A great-grandmother only discovered her father’s identity when she was 99 years old despite the pair living in neighbouring towns.
Marianne Stacey, from Deal, only learnt the truth of her parentage after her daughter spent eight years researching the family tree, as well as taking a DNA test.
The fascinating story emerged during her 100th birthday, a slightly more toned-down affair than her 70th, which she celebrated by flying her plane in a loop-the-loop.
The mum-of-three, who now has five grandchildren and two great-grandchildren, was born in London on Bonfire Night in 1923.
At the age of three, for reasons unknown, Marianne was given up for adoption and taken to Hampshire to be raised by her adoptive parents.
When she relocated to Deal at the age of 45, little did she know that she was now less than an hour away from where her birth father had spent his last days, in north Kent.
But it wasn’t until Marianne was 99, that her daughter Caroline discovered the identity of her grandfather after eight years of research and DNA testing.
Caroline then found out that Marianne’s long-lost father’s grave – he had died in 1953 – was just a short car ride away and they chose to take the trip to pay their respects.
Through Caroline’s research, they also discovered similarities between Marianne and her father, in particular them both choosing vegetarian diets.
Marianne’s daughter Harriet Fox, 58, said: “It took my sister eight years of research to find my mother’s father.
“Eventually through DNA testing as well, she managed to trace her birth father who she obviously never knew.
“It’s quite extraordinary because he lived and died only about an hour from here and it’s only by chance that she ended up in Deal.
“Unfortunately she has got vascular dementia so her understanding of things is slightly skewed, she certainly knows who he is and we went to see his grave and she’s intrigued by it.
“I think in a way it's given her some closure because she’s always had that element of wondering who he was.
“It’s very interesting, I can see lots of traits possibly that have come down to her that are very similar. It seems they had similar ideas, mum is a vegetarian and he was a vegetarian, in those days when that was quite a significant thing.
“Obviously he wanted to do the right thing by people and cared for people and that’s exactly what mum does. Everything mum has done has involved looking after people; she’s done foster caring, been a tutor and a teacher.
“So she’s always looked after people and he went from being a lawyer to a doctor so that’s a similar sort of ethos.
“He also did live a long life, I think he lived to the age of 90.”
Describing her mum, Harriet added: She is an extraordinary woman, I would say she has a very indomitable spirit.
“We thought when Dad died three years ago it would go one way or the other but she said ‘I’ve got to pull myself together and get on with life’ and that is exactly what she’s doing.”
Marianne’s first big adventure came after her heart was broken by a young doctor who called off their engagement. The then 27-year-old picked herself up and traveled to Cairo to teach English.
There she met her husband Jim. They married in 1953 and had three children, Victoria, Harriet and Caroline. They were together until his death in 2021.
Together they traveled around Europe before settling in Germany where Jim taught for the British Families Education Service, while Marianne ran a nursery for the teachers’ and officers’ children.

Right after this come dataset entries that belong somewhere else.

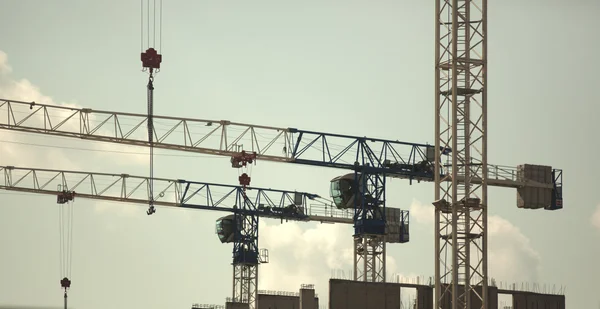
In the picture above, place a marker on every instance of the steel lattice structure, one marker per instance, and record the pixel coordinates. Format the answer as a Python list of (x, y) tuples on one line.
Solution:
[(373, 160), (461, 124)]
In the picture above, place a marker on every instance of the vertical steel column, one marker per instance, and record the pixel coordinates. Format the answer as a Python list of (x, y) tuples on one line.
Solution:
[(369, 226), (245, 252), (461, 125)]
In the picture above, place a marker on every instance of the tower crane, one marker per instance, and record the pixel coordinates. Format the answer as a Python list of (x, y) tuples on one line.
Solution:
[(372, 161), (250, 202)]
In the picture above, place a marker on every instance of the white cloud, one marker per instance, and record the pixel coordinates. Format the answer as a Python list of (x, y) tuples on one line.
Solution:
[(42, 151), (301, 255), (595, 219), (511, 257)]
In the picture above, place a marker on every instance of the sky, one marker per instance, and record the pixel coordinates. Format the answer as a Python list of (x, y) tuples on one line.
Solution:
[(347, 67)]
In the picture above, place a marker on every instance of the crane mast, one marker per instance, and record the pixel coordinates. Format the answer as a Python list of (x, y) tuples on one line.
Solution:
[(461, 124)]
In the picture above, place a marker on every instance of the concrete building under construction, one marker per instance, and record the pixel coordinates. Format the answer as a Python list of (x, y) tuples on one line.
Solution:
[(350, 294)]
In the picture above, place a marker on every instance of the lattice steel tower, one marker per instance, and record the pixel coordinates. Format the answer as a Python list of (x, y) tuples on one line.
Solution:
[(461, 125)]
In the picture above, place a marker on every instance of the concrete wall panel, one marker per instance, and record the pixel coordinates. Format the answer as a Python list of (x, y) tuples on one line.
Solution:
[(229, 305), (424, 297), (527, 300), (348, 294)]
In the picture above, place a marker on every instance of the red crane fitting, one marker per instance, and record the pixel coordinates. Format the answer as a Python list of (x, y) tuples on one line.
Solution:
[(244, 180), (243, 158), (65, 283), (151, 59)]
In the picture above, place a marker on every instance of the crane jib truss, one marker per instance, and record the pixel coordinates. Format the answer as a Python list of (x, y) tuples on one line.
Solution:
[(395, 159), (170, 193), (247, 205), (376, 158)]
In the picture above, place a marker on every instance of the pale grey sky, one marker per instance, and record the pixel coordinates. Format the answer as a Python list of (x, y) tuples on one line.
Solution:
[(342, 66)]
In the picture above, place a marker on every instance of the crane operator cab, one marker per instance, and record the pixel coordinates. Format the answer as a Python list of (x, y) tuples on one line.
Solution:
[(225, 229), (343, 190)]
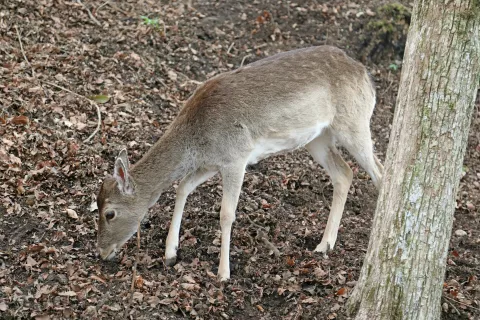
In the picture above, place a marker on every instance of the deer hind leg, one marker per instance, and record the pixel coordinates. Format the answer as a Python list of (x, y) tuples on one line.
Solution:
[(358, 141), (232, 184), (186, 186), (324, 152)]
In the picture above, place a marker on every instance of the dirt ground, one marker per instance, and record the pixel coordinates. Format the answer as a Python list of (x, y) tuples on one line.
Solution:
[(146, 57)]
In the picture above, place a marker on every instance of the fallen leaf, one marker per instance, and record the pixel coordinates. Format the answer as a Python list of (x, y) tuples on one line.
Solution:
[(94, 277), (100, 98), (20, 120), (72, 214), (139, 282), (137, 296), (153, 301), (31, 262), (68, 294), (290, 261), (189, 279), (341, 292)]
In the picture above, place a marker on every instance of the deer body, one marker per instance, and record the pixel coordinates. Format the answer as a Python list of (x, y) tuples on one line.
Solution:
[(311, 98)]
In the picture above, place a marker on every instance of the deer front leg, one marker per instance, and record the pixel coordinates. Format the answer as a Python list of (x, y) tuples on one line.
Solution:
[(187, 185), (232, 184)]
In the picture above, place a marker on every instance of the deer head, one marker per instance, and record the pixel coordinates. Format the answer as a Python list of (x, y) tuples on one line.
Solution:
[(121, 206)]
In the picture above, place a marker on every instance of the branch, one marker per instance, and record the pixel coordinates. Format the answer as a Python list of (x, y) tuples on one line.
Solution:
[(90, 13), (243, 60), (134, 275), (23, 51), (99, 115)]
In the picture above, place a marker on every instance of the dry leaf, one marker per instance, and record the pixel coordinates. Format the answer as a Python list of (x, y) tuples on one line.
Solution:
[(68, 294), (20, 120), (290, 261), (31, 262), (72, 214), (341, 292), (3, 306)]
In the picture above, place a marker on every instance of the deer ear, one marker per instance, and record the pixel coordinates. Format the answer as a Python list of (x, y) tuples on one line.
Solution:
[(120, 173), (123, 155)]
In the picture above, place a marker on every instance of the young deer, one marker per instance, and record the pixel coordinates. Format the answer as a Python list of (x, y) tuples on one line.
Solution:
[(309, 97)]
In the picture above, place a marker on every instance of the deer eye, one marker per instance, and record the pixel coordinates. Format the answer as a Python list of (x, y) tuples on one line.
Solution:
[(109, 215)]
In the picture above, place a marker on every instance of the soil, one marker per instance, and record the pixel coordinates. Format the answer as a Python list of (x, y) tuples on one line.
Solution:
[(146, 57)]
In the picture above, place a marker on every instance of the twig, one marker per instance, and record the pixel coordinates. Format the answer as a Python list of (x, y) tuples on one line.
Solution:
[(99, 115), (102, 5), (230, 47), (453, 306), (462, 303), (261, 235), (271, 246), (99, 123), (90, 13), (243, 60), (134, 275), (26, 60), (23, 51)]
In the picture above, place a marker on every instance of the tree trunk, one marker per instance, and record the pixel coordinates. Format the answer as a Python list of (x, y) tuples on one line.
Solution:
[(404, 267)]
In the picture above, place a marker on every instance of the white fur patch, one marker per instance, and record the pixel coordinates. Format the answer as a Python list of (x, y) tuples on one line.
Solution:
[(266, 147)]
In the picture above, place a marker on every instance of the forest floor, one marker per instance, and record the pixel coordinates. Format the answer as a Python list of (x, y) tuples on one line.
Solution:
[(54, 54)]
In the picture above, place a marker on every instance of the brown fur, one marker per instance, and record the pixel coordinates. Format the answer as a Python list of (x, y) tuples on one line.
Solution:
[(277, 100)]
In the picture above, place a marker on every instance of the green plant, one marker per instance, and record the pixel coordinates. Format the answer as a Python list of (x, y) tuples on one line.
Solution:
[(151, 22)]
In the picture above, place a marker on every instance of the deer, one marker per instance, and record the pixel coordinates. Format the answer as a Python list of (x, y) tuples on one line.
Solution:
[(315, 97)]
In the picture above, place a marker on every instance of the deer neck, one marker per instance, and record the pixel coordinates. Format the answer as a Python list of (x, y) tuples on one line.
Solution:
[(167, 161)]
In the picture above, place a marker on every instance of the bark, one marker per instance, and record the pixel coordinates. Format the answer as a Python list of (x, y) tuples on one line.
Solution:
[(404, 267)]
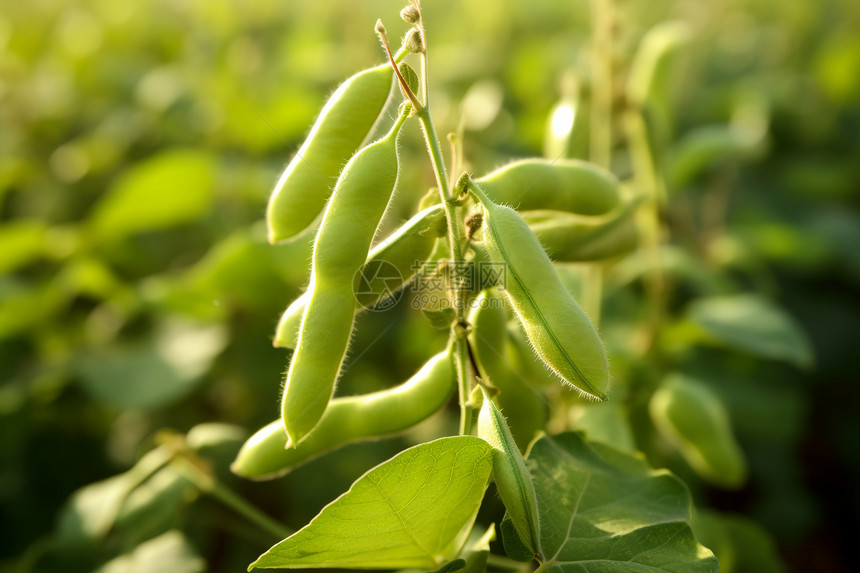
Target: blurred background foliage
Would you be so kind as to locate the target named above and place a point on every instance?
(139, 142)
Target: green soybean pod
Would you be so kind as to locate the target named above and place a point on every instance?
(343, 124)
(351, 419)
(649, 73)
(565, 185)
(395, 256)
(349, 223)
(576, 238)
(518, 397)
(554, 323)
(512, 477)
(692, 417)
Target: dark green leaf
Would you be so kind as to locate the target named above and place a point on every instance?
(413, 511)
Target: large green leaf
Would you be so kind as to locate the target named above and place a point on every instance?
(753, 324)
(168, 189)
(604, 511)
(92, 510)
(413, 511)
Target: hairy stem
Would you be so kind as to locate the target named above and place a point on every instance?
(456, 245)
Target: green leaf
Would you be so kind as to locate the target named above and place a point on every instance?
(413, 511)
(605, 422)
(169, 551)
(168, 189)
(21, 242)
(155, 372)
(92, 510)
(514, 546)
(513, 480)
(751, 323)
(477, 550)
(741, 545)
(605, 511)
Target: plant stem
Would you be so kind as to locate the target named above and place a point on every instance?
(190, 467)
(251, 513)
(649, 181)
(601, 83)
(456, 244)
(600, 146)
(501, 562)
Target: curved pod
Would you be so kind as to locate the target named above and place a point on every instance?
(554, 323)
(576, 238)
(349, 223)
(519, 398)
(692, 417)
(568, 185)
(343, 124)
(412, 242)
(351, 419)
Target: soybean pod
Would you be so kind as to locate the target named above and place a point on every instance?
(692, 417)
(519, 399)
(349, 223)
(554, 323)
(568, 185)
(575, 238)
(512, 477)
(343, 124)
(351, 419)
(395, 256)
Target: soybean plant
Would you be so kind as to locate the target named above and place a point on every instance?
(513, 341)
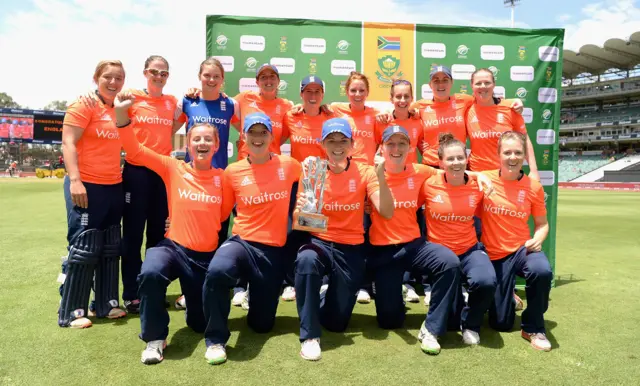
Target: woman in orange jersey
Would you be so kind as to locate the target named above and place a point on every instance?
(486, 120)
(195, 194)
(261, 186)
(337, 253)
(93, 196)
(510, 246)
(398, 247)
(451, 200)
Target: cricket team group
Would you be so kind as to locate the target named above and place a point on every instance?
(454, 222)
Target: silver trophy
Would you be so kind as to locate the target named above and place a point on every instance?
(309, 217)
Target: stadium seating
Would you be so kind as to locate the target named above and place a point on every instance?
(570, 168)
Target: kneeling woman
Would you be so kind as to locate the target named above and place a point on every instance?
(195, 203)
(512, 250)
(261, 187)
(337, 253)
(398, 247)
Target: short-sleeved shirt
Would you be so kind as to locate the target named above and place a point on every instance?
(485, 126)
(153, 121)
(442, 117)
(216, 112)
(506, 212)
(449, 213)
(262, 194)
(99, 146)
(252, 102)
(364, 141)
(343, 203)
(406, 189)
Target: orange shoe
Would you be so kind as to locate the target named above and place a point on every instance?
(538, 340)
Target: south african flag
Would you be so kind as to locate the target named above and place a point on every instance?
(389, 43)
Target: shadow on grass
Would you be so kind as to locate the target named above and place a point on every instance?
(250, 343)
(567, 279)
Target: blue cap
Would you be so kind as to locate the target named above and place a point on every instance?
(311, 79)
(393, 130)
(443, 69)
(256, 118)
(336, 125)
(267, 66)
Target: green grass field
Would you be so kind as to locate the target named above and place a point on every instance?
(592, 320)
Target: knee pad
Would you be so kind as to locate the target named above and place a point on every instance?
(81, 263)
(107, 272)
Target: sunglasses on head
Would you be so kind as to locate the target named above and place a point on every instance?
(155, 72)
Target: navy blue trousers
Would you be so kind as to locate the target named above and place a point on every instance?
(262, 266)
(163, 264)
(429, 259)
(145, 202)
(535, 269)
(344, 265)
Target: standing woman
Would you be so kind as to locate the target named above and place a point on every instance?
(93, 196)
(399, 247)
(216, 109)
(263, 187)
(451, 200)
(512, 250)
(145, 196)
(195, 194)
(338, 252)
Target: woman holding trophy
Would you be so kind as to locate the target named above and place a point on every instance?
(337, 233)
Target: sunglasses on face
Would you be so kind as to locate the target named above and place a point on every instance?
(155, 72)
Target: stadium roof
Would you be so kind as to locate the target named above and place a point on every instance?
(616, 53)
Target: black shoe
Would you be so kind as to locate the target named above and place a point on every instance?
(132, 306)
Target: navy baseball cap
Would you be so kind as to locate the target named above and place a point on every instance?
(311, 79)
(443, 69)
(393, 130)
(267, 66)
(336, 125)
(255, 119)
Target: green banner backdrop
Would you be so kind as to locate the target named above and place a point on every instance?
(527, 64)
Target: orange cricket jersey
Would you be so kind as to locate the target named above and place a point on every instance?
(363, 128)
(442, 117)
(343, 203)
(413, 127)
(195, 196)
(406, 190)
(485, 125)
(305, 133)
(262, 194)
(449, 213)
(99, 147)
(275, 109)
(153, 121)
(506, 212)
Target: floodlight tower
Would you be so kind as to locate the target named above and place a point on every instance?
(512, 4)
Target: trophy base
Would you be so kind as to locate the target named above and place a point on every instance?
(310, 222)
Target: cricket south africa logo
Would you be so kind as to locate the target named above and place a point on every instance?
(388, 58)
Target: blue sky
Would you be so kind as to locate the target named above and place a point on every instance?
(55, 44)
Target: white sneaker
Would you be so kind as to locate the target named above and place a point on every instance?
(410, 295)
(289, 294)
(153, 353)
(310, 350)
(427, 298)
(364, 297)
(216, 354)
(181, 304)
(428, 342)
(238, 298)
(470, 337)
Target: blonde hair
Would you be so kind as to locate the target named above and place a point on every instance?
(102, 67)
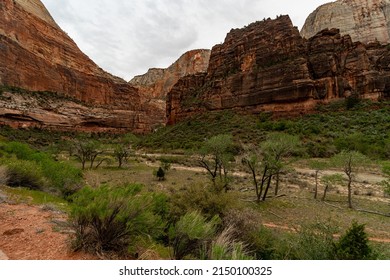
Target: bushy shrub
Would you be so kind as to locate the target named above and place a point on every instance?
(191, 235)
(314, 242)
(23, 173)
(38, 170)
(109, 219)
(201, 198)
(3, 175)
(226, 247)
(353, 245)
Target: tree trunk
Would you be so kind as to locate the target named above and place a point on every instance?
(350, 192)
(316, 188)
(267, 188)
(277, 184)
(325, 191)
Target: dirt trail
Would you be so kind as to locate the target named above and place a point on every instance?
(287, 228)
(31, 233)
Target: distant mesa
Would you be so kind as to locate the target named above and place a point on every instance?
(157, 82)
(364, 20)
(47, 82)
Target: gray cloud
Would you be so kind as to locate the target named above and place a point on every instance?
(127, 37)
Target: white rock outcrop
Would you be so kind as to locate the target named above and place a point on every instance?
(364, 20)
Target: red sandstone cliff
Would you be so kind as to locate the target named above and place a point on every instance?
(268, 66)
(35, 54)
(364, 20)
(157, 82)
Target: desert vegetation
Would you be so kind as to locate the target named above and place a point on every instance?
(219, 186)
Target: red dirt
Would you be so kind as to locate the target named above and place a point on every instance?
(29, 233)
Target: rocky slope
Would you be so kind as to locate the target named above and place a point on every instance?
(363, 20)
(268, 66)
(37, 55)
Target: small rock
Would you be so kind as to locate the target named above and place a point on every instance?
(3, 256)
(13, 231)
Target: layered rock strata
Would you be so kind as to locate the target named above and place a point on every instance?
(364, 20)
(35, 54)
(268, 66)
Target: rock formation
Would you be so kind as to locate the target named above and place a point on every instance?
(268, 66)
(364, 20)
(157, 82)
(35, 54)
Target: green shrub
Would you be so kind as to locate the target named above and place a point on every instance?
(23, 173)
(109, 219)
(353, 245)
(201, 198)
(191, 235)
(226, 247)
(38, 170)
(160, 174)
(314, 242)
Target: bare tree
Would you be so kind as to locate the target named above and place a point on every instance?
(350, 162)
(318, 166)
(215, 158)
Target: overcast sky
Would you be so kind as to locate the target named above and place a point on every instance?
(127, 37)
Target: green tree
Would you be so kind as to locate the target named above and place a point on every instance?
(121, 153)
(354, 244)
(277, 150)
(87, 150)
(215, 157)
(350, 162)
(318, 166)
(329, 181)
(386, 183)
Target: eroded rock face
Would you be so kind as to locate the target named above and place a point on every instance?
(158, 82)
(364, 20)
(35, 54)
(268, 66)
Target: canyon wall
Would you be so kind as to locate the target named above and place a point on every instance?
(35, 54)
(268, 66)
(364, 20)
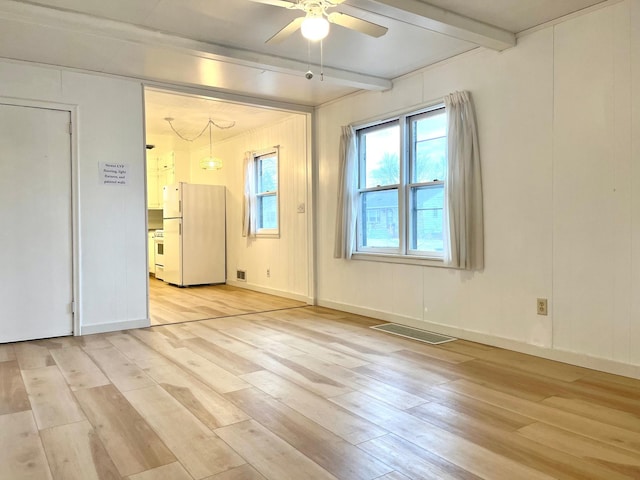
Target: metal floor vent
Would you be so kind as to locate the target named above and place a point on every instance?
(414, 333)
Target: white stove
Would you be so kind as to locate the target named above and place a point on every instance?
(158, 241)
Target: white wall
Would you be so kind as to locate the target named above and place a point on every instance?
(287, 257)
(112, 244)
(559, 128)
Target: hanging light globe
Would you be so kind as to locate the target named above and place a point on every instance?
(211, 163)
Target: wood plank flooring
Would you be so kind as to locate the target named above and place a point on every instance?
(169, 304)
(305, 393)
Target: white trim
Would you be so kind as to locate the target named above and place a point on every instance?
(569, 16)
(271, 291)
(564, 356)
(114, 326)
(442, 21)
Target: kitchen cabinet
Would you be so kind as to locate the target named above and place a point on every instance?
(161, 171)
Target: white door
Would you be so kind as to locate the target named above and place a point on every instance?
(36, 252)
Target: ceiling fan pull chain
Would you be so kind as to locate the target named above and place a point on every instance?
(321, 62)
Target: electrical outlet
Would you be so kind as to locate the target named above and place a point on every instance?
(542, 306)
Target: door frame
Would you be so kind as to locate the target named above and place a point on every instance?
(75, 217)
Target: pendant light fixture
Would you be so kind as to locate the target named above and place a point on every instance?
(210, 162)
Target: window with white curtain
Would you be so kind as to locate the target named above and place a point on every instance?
(402, 163)
(266, 193)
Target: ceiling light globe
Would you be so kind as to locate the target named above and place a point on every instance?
(211, 163)
(315, 28)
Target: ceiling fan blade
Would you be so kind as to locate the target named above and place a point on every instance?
(276, 3)
(286, 31)
(357, 24)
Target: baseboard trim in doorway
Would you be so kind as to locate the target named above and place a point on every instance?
(413, 333)
(113, 326)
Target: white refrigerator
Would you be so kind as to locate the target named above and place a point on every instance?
(194, 234)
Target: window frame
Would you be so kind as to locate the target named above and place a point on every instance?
(259, 194)
(407, 219)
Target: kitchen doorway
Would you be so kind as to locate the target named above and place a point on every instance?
(37, 247)
(174, 154)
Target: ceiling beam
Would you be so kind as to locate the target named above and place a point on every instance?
(436, 19)
(92, 26)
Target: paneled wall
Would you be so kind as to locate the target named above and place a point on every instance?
(559, 128)
(287, 258)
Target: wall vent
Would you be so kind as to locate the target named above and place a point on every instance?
(414, 333)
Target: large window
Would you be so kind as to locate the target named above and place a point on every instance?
(266, 166)
(402, 165)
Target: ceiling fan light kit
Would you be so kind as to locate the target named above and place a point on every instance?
(314, 28)
(315, 25)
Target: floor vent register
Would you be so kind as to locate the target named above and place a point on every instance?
(414, 333)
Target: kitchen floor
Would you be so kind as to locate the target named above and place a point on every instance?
(169, 304)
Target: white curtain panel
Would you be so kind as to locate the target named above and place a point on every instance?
(463, 217)
(249, 206)
(347, 195)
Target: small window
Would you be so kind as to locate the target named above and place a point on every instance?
(402, 168)
(379, 179)
(267, 193)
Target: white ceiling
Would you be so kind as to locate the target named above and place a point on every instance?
(219, 46)
(191, 115)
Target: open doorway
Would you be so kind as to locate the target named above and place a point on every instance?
(262, 273)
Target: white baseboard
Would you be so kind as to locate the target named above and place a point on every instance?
(573, 358)
(271, 291)
(113, 326)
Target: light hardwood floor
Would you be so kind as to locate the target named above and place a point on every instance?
(305, 393)
(169, 304)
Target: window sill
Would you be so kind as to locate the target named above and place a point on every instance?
(267, 235)
(404, 259)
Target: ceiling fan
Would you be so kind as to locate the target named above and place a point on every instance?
(315, 23)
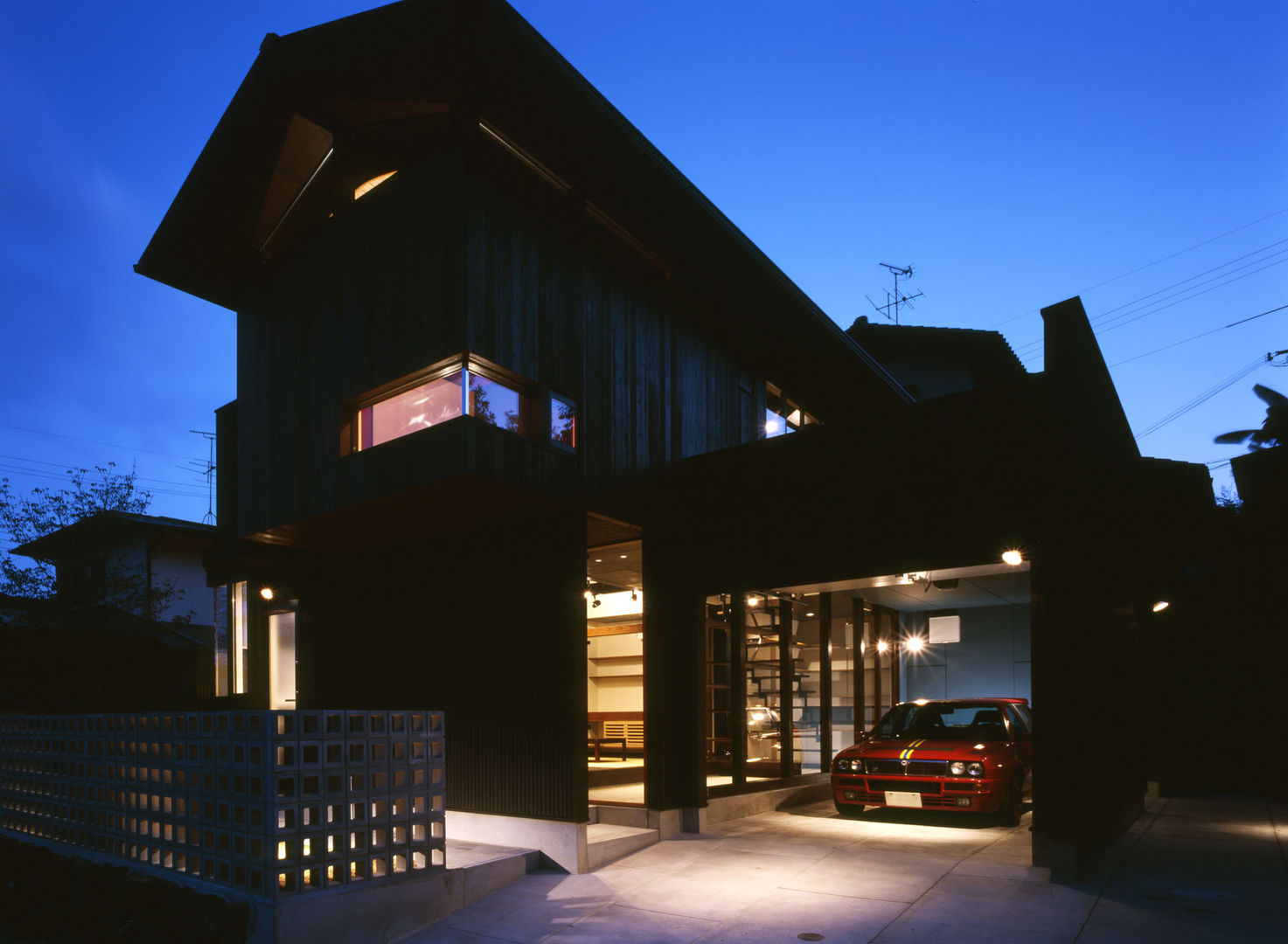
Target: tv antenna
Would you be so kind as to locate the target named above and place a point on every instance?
(896, 299)
(209, 472)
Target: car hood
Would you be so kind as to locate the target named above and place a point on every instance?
(921, 747)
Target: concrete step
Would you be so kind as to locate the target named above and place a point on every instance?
(607, 843)
(484, 868)
(620, 816)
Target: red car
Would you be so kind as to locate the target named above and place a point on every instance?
(971, 755)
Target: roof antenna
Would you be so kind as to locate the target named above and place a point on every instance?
(209, 472)
(893, 302)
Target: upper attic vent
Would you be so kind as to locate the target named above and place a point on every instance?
(305, 151)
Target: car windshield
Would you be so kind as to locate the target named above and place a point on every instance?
(943, 721)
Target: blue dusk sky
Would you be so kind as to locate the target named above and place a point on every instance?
(1015, 154)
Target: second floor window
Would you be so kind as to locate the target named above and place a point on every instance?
(464, 385)
(782, 415)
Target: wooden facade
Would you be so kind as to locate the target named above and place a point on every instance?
(528, 225)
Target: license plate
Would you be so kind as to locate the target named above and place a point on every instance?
(896, 799)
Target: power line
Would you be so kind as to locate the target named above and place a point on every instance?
(1157, 261)
(1194, 337)
(1207, 394)
(1024, 348)
(1171, 304)
(93, 442)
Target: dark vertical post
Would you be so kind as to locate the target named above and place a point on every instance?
(860, 693)
(825, 680)
(876, 661)
(675, 709)
(786, 690)
(895, 658)
(738, 687)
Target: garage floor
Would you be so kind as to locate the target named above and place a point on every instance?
(1187, 872)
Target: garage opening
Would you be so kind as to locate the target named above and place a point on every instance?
(797, 674)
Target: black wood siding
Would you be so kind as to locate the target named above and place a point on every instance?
(469, 253)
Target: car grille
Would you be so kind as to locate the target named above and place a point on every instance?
(916, 767)
(904, 786)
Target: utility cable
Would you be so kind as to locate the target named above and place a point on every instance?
(1024, 350)
(1157, 261)
(1207, 394)
(95, 442)
(1194, 337)
(1171, 304)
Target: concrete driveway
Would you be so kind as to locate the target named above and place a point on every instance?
(1187, 871)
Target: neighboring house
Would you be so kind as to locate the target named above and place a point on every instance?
(130, 625)
(498, 358)
(143, 565)
(59, 658)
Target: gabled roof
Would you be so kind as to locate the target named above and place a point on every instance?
(335, 105)
(109, 525)
(957, 358)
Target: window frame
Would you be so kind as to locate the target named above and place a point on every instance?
(531, 425)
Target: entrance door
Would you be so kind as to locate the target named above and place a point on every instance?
(615, 674)
(281, 660)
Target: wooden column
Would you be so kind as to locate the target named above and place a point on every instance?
(674, 684)
(825, 680)
(738, 687)
(786, 677)
(860, 696)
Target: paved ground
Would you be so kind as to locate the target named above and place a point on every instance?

They returned to the UK in 1968 when Jim secured the job of headmaster at Deal Secondary School.
In her later years, Marianne was left a modest sum by an elderly neighbour who she had cooked a Sunday lunch for each week, which she decided to spend on flying lessons.
A lifelong goal was achieved at 67 when she learnt to fly solo and she’s very proud to have done a loop the loop on her 70th birthday.
Asked if she thought any other healthy habits kept her mother young, Harriet said: “Any healthy habits? No, I’d say far from. She is addicted to crisps and loves Malteasers.
“She loves chocolate. After lunch she and Dad would always have four squares of chocolate so I suppose she’s always limited herself but she certainly enjoyed her sherry.
“I think they must be good for you in small doses.”
Indeed, Marianne celebrated her birthday on November 5 by sharing 100 packs of ready salted crisps.
She said: “I feel quite privileged really because people seem to be amazed that anybody could live to be 100 although it takes no effort on my part.
“I think it's rather a lucky strike if you ask me.
“I always have had fireworks on my birthday.
“The most exciting thing I did in my life was to fly a plane and I loved doing that.
“When I was 70 I looped the loop with my plane and I’m sure that taking risks did keep me young along with my positive outlook on life.
“I traveled to lots of places in the world at different points in my life, mostly when I had a husband who was very keen on traveling.
“Recently I’ve gotten older and I haven’t traveled so much, I’m more likely to stay at home now I think.
“I’m grateful to all the people who have helped me to reach the age of 100.”
The family pulled out all the stops to celebrate Marianne’s milestone, with the help of Harriet’s postcode lottery win of more than £6,000 just days before the special day.
Three parties went ahead to celebrate the centenarian, first at Cin Cin Bar in Deal on Wednesday, then a big bash with all Marianne’s friends and family at Victoria & Barns Close Cricket Club in Walmer on Saturday.
On the day of her birthday she received her card from the King and a visit from Deal’s mayor.